E' il freddo a dominare la scena in questo singolare film di ambientazione carceraria, non ci sono rivolte né fughe, pianificate o sognate, c'è solo rassegnazione e, da qualche parte, lontana, un briciolo di speranza: la rassegnazione di Kaneda, un uomo finito incapace di guardare ancora avanti, la rassegnazione di Hirai e delle altre guardie carcerarie, inaridite da un lavoro che le costringe a stare quotidianamente a contatto con la morte. La sola eccezione è il novello Otsuka, chiacchierone per indole, e talmente ingenuo da pensare che sia lecito stabilire un rapporto umano con i numeri chiusi nelle celle. Ma anche per lui è solo questione di tempo. «Dopo tanti anni si diventa tutti così» gli dice Hirai riferendosi a Sakamoto, un collega anziano cinico e burbero. Perché se Kaneda non ha più speranze, la vita per Hirai e gli altri continuerà: loro hanno imparato a convivere con la morte, a considerarla non solo routine, ma una vera e propria opportunità.
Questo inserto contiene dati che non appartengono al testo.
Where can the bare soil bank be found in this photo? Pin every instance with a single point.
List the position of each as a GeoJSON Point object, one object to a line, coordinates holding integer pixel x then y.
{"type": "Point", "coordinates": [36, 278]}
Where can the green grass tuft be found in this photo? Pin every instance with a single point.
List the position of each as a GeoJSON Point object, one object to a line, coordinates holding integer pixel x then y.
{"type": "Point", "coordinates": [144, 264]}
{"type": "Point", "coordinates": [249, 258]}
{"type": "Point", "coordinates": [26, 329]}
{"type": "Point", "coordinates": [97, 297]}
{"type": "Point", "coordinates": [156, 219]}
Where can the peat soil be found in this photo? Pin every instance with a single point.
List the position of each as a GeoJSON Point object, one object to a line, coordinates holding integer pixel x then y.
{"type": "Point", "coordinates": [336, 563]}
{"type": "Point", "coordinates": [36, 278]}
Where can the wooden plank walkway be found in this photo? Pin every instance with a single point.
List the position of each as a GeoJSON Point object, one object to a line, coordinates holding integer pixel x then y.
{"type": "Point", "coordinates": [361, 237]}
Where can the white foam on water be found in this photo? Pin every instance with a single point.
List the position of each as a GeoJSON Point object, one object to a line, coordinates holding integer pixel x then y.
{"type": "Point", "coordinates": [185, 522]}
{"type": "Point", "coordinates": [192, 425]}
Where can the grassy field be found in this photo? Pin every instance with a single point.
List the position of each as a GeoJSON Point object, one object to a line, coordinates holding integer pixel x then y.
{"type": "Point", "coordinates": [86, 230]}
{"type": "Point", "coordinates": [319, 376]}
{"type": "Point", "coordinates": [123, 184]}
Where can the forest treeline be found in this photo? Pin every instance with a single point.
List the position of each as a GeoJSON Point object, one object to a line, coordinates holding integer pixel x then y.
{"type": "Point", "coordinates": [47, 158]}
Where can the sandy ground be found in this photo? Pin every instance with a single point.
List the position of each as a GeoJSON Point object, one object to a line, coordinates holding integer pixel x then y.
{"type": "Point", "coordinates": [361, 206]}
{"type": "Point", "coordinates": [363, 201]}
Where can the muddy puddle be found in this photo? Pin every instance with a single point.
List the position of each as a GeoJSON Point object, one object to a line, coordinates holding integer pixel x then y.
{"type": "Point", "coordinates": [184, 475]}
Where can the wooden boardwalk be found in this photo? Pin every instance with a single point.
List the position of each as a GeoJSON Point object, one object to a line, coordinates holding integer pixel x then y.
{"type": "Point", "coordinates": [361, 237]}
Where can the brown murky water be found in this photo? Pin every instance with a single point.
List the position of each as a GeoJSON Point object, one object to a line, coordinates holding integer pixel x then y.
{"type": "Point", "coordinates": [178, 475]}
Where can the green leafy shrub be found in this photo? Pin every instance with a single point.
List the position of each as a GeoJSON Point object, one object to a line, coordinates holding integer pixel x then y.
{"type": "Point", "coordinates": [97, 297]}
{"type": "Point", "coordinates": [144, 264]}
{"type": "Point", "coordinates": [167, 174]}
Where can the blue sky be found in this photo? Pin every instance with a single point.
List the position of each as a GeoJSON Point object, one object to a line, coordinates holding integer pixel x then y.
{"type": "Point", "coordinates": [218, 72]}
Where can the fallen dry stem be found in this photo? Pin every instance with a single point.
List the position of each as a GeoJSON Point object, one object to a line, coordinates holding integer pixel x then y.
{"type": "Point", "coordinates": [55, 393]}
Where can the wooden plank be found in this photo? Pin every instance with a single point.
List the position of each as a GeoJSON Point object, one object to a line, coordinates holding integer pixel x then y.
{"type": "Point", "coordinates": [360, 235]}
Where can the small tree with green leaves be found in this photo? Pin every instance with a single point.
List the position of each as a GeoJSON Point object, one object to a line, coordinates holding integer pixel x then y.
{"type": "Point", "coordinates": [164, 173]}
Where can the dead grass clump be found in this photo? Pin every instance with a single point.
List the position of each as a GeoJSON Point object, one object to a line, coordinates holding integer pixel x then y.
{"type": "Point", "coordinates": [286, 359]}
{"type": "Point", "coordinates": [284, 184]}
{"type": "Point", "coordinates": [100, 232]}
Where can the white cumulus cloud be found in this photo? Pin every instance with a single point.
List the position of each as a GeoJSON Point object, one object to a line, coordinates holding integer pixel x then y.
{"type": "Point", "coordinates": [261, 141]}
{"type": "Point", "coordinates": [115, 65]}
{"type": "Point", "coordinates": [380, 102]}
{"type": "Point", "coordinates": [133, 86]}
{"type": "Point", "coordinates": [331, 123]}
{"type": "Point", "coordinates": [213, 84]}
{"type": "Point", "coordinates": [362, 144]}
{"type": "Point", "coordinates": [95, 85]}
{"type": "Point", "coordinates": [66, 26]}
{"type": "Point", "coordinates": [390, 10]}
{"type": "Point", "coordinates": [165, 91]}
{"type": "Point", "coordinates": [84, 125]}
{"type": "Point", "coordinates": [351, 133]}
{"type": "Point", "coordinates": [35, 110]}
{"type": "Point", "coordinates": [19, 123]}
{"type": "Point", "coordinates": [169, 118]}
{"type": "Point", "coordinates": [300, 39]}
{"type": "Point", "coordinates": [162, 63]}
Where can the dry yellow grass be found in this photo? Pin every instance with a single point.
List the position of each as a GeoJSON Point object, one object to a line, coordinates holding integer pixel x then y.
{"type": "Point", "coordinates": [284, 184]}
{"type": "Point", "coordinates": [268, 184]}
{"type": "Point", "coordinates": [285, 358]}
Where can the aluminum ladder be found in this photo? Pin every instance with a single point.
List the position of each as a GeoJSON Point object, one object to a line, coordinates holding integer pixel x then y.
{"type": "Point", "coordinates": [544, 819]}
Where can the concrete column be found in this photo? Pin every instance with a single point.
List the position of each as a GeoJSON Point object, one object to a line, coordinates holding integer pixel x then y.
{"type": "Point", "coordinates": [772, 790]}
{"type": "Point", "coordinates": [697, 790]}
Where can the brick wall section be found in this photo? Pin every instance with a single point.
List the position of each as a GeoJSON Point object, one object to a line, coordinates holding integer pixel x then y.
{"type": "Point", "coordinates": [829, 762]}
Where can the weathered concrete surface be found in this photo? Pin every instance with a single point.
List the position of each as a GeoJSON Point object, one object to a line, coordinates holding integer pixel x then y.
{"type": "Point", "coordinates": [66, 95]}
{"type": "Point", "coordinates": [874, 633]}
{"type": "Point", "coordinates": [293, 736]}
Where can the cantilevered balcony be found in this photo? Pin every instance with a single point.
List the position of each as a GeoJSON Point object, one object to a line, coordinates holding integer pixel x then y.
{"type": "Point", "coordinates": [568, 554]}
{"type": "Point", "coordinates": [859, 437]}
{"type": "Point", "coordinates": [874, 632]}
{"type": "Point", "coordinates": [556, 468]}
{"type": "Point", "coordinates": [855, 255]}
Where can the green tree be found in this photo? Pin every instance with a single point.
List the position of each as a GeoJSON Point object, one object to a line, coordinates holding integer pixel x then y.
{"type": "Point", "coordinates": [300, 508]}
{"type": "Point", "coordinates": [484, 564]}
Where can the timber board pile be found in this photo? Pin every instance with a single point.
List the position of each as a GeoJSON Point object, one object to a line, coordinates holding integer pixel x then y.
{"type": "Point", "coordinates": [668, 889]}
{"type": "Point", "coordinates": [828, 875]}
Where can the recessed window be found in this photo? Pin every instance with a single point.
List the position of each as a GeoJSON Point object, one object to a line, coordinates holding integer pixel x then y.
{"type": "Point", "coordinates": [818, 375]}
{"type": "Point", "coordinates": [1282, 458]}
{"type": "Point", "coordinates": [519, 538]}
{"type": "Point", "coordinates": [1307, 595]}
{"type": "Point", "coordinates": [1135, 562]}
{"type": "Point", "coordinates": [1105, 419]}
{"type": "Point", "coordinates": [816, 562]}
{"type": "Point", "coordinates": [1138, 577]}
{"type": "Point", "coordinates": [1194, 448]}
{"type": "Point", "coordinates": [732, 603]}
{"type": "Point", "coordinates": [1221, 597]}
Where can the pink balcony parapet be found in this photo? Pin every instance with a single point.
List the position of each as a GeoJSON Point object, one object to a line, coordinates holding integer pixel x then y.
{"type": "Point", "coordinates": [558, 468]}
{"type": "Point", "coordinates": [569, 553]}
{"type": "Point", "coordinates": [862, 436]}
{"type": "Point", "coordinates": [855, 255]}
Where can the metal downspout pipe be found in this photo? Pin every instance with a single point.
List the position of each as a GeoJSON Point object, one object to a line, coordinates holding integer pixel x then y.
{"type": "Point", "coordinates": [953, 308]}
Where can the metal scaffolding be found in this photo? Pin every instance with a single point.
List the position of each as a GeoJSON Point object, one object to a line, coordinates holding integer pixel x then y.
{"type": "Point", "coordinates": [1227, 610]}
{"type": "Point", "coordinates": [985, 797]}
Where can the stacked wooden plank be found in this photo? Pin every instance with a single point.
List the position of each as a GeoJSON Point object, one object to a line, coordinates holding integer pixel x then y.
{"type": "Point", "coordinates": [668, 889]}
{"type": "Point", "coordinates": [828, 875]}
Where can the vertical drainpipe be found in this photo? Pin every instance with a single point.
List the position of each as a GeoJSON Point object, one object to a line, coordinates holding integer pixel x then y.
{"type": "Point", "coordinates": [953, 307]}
E' gelida e rigorosa l'opera seconda di Hajime Kadoi, che assume il punto di vista di Hirai, costretto ad una vita di relazioni fatte di emozioni trattenute e represse, impossibilitato a mostrare al condannato la propria umana pietà ed incapace (forse) di aprirsi nei confronti della donna che sta per sposare e di quel bimbo che fatica a riconoscere in lui una figura paterna, e che ama disegnare, ma a colori, perché lui non ha ancora perso l'innocenza. La sinistra dissonanza tra la vita quotidiana di Hirai, le chiacchiere dei colleghi, e le interminabili giornate di Kaneda, crea un corto circuito di insospettabile potenza, destinato a crescere dentro. La sequenza con Kaneda che si prepara (teoricamente ignaro) al suo ultimo giorno mentre Mika si fa bella per il matrimonio imminente, la lunga e raggelante scena dell'esecuzione, e l'immediato (stridente) ritorno alla vita quotidiana hanno un impatto emotivo devastante. Kadoi, con rispetto ed evitando la retorica, mostra della pena di morte non solo la capacità di annientare chi la subisce, ma anche quella di annichilire chi è quotidianamente costretto a conviverci. Lacerante.